Interview with the Administrator revealed the facility was not aware the fire drills were required for each shift of each working quarter.

Fire Drills

Tag No.: K0712

Based on visual observation and record review the facility failed to maintain documentation for fire drills conducted during each quarter on each shift. Fire drills provide training in procedures in cases of emergency. The deficient practice had the potential to affect 24 of 24 residents.
4 of 4 quarters in 2017-2018 were deficient.

Findings:

During the record review, between the hours of 9:00 am to 3:00 pm it was observed each of the last four calendar year quarters one of the two shifts had conducted a fire drill for each quarter.

NFPA 101:19.7.1.6 states, "Drills shall be conducted quarterly on each shift to familiarize facility personnel (nurses, interns, maintenance engineers, and administrative staff) with the signals and emergency action required under varied conditions."

Interview with the Administrator revealed the facility was not aware fire drills were not being held for each work shift.
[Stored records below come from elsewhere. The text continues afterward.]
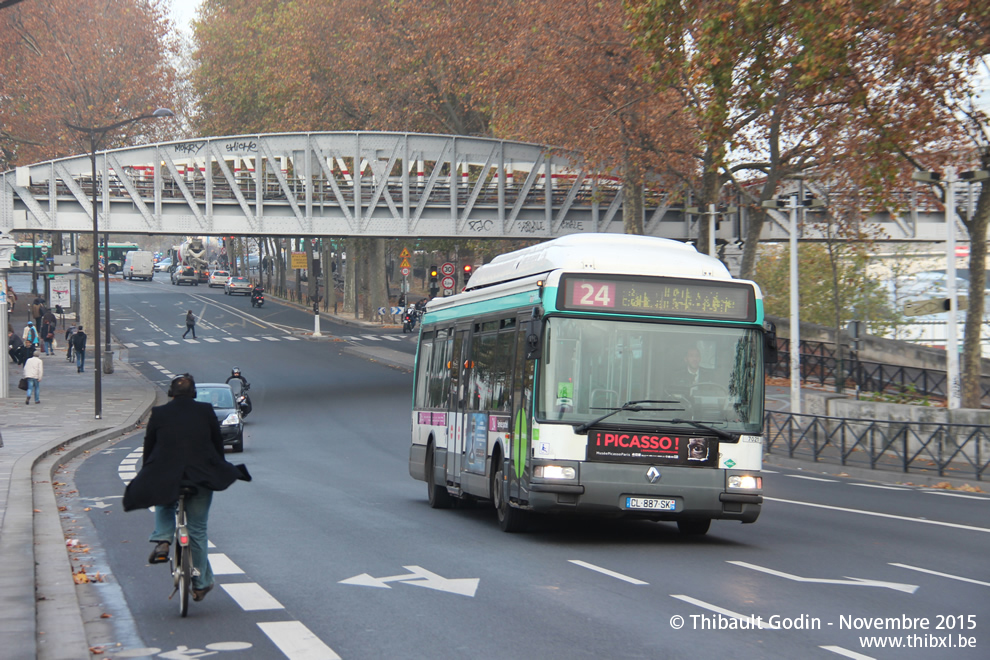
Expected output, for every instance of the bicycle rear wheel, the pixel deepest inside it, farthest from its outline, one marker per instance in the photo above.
(183, 559)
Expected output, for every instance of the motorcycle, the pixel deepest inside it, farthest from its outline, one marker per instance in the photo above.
(241, 398)
(409, 319)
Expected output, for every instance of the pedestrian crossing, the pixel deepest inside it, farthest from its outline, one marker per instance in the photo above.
(263, 338)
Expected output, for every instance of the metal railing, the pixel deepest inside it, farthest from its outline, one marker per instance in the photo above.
(819, 366)
(958, 450)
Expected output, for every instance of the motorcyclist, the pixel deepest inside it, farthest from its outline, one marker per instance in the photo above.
(235, 374)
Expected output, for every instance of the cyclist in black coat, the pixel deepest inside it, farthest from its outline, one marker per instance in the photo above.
(182, 446)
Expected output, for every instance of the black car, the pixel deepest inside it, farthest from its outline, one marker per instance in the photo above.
(221, 397)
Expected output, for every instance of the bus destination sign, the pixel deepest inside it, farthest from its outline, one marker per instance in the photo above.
(658, 296)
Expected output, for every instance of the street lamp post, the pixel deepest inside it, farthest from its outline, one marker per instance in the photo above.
(96, 135)
(792, 205)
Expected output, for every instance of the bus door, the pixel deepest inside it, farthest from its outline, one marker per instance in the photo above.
(457, 416)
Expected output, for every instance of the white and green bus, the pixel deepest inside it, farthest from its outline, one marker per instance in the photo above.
(600, 374)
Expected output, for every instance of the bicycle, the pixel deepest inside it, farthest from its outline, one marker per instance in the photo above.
(180, 562)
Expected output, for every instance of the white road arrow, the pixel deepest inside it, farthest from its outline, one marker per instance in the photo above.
(418, 577)
(856, 582)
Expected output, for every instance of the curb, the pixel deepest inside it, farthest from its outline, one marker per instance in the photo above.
(48, 624)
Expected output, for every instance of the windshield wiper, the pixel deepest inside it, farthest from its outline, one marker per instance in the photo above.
(719, 433)
(628, 406)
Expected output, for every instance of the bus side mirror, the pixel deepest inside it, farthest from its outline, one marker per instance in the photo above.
(534, 334)
(769, 342)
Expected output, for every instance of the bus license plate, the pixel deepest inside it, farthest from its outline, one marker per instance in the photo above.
(650, 503)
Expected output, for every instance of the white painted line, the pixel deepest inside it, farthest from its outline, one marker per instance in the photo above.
(222, 565)
(931, 572)
(251, 597)
(605, 571)
(965, 497)
(878, 486)
(721, 610)
(847, 653)
(801, 476)
(296, 641)
(971, 528)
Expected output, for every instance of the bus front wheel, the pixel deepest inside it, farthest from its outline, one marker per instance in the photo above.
(510, 519)
(438, 495)
(694, 526)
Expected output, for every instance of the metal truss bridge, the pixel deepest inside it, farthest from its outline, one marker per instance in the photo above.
(360, 184)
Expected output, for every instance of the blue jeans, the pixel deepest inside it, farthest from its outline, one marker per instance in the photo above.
(34, 385)
(197, 514)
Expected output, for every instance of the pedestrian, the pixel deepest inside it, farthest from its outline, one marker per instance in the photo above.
(68, 342)
(15, 347)
(79, 346)
(38, 310)
(31, 338)
(34, 368)
(182, 446)
(190, 324)
(48, 333)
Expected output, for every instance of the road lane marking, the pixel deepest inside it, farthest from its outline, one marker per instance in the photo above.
(296, 641)
(846, 652)
(879, 486)
(966, 497)
(251, 596)
(605, 571)
(931, 572)
(881, 515)
(850, 581)
(721, 610)
(222, 565)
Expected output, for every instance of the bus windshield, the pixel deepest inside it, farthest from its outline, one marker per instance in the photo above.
(706, 374)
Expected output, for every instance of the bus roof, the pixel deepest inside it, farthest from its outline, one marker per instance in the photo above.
(605, 253)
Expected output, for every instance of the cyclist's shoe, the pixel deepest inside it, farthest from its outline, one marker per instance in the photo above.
(160, 554)
(200, 594)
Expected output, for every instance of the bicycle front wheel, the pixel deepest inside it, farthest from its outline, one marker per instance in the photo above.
(183, 560)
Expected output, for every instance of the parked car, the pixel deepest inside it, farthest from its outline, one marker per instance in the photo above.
(185, 275)
(238, 285)
(218, 278)
(221, 397)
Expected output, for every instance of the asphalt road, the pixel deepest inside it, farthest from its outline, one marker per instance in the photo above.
(320, 555)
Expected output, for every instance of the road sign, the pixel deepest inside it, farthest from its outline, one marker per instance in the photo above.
(933, 306)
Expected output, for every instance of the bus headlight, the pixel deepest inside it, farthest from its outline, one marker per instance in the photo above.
(554, 472)
(745, 481)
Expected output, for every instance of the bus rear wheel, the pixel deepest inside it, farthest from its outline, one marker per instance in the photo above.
(438, 495)
(510, 519)
(694, 526)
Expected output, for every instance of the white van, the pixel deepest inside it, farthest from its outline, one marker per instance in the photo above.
(138, 263)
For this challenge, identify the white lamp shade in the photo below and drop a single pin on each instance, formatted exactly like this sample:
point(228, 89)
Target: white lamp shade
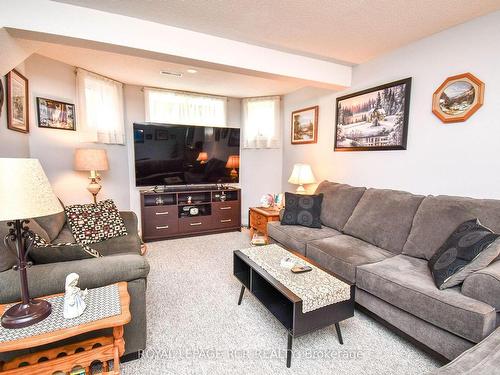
point(25, 191)
point(233, 162)
point(88, 159)
point(302, 174)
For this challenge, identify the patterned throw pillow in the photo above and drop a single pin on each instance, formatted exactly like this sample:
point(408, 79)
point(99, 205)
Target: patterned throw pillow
point(302, 210)
point(91, 223)
point(470, 248)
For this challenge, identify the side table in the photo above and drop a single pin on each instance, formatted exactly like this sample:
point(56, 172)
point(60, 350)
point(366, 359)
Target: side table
point(260, 216)
point(67, 357)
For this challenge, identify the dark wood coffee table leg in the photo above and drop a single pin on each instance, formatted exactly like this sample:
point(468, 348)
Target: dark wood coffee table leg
point(289, 350)
point(241, 294)
point(339, 334)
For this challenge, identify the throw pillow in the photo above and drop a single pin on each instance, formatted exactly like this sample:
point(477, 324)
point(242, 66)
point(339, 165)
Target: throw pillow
point(470, 247)
point(91, 223)
point(302, 210)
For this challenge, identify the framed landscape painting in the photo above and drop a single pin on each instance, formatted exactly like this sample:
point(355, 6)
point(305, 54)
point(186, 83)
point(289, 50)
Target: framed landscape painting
point(458, 98)
point(53, 114)
point(17, 102)
point(305, 126)
point(375, 119)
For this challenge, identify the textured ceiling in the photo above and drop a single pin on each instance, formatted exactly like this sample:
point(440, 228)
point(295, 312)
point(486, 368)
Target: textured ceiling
point(146, 72)
point(351, 31)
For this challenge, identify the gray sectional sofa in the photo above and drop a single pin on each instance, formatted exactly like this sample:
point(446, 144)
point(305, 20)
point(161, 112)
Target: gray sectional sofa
point(382, 240)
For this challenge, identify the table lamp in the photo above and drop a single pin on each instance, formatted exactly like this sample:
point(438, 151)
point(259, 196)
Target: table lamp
point(25, 193)
point(233, 162)
point(301, 174)
point(202, 157)
point(93, 161)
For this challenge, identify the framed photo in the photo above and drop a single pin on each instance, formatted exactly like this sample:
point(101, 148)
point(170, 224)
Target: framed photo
point(17, 102)
point(305, 126)
point(458, 98)
point(161, 135)
point(375, 119)
point(53, 114)
point(1, 96)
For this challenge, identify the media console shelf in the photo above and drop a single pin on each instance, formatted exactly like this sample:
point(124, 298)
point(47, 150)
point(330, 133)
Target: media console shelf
point(179, 213)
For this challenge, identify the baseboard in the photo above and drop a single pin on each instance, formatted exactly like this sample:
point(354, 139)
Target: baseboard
point(437, 356)
point(130, 357)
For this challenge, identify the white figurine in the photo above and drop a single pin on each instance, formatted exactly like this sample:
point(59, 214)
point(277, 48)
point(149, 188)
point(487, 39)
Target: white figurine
point(74, 304)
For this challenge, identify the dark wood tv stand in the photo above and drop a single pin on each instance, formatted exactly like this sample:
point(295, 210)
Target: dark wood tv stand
point(167, 214)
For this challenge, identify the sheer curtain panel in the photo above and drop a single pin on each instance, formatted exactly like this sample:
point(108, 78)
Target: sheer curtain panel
point(173, 107)
point(100, 109)
point(261, 122)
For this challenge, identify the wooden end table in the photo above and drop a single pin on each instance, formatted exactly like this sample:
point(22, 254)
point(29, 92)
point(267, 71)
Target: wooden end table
point(259, 217)
point(67, 357)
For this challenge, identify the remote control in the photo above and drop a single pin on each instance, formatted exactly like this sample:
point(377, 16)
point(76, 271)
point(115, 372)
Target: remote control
point(301, 269)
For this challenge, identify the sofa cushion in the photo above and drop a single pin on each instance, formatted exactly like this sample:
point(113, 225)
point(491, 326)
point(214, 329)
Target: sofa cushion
point(470, 248)
point(8, 257)
point(384, 218)
point(481, 359)
point(339, 201)
point(484, 285)
point(406, 282)
point(437, 217)
point(295, 237)
point(342, 254)
point(52, 224)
Electrical Systems - Essential Electric Syste

Tag No.: K0918

Based on visual observation the facility failed to assure that the emergency generator was maintained and tested in accordance with NFPA 110. In cases of a power outage the emergency generator powers essential life safety equipment for the facility. The deficient practice had the potential to affect 24 of 24 residents.

Findings:

During the facility tour and record review, between the hours of 9:00 am to 3:00 pm it was observed that the generator was not provided with a remote manual stop and remote manual signage located outside the interior generator room.

NFPA 110:5.6.5.6 states, "All installations shall have a remote manual stop station of a type to prevent inadvertent or unintentional operation located outside the room housing the prime mover, where so installed, or elsewhere on the premises where the prime mover is located outside the building.

NFPA 110:5.6.5.6.1 states, "The remote manual stop station shall be labeled."

Interview with the Administrator revealed the facility was not aware that a remote manual stop for the emergency generator was not provided outside of the interior two hour rated room.